Publication date: Available online 7 February 2019
Source: Journal of the American Academy of Dermatology
Author(s): Noémie Abisror, Arsène Mekinian, Agnès Dechartres, Matthieu Groh, Alice Berezne, Nicolas Noel, Chafika Morati, Julien Haroche, Mathilde Hunault-Berger, Christian Agard, Felix Ackermann, Loïk Geffray, Pierre-Yves Jeandel, Sébastien Trouillier, Thomas Quemeneur, Jean-François Dufour, Isabelle Lamaury, François Lhote, Guillaume Lefèvre, Olivier Fain
Abstract
Background
Episodic Angioedema with eosinophilia (EAE, Gleich's syndrome) is a rare disorder consisting of recurrent episodes of angioedema, hypereosinophilia and frequent elevated serum Immunoglobin M.
Methods
We conducted a retrospective multicenter nationwide study regarding the clinical spectrum and therapeutic management of patients with EAE in France.
Results
Thirty patients were included with a median age at diagnosis of 41 years [5-84]. The median duration of each crisis was 5.5 days [1-90] with swelling affecting mainly the face and the upper limbs.

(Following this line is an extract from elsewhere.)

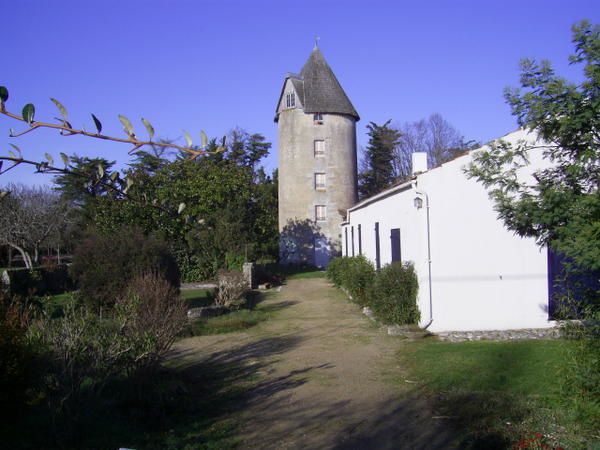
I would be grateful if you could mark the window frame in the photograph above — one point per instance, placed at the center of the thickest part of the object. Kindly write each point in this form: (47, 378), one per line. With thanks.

Total serum IgM levels were increased in 20 patients (67%). Abnormal T-cell immunophenotypes were detected in 12 patients (40%) among which 5 (17%) showed evidence of clonal TCR γ gene rearrangement. Median follow-up duration was 53 months [31-99]. The presence of an abnormal T-cell population was the sole factor associated with a shorter time to flare (hazard ratio 4.15 [CI 95% 1.18-14.66; p=0.02). At last follow-up, 3 patients (10%) were able to withdraw all treatments and 11 (37%) were in clinical and biological remission with less than 10 mg of daily prednisone.
Conclusion
EAE is a heterogeneous condition that encompasses several disease forms. Although patients usually respond well to glucocorticoids, those with evidence of abnormal T-cell phenotype have a shorter time to flare.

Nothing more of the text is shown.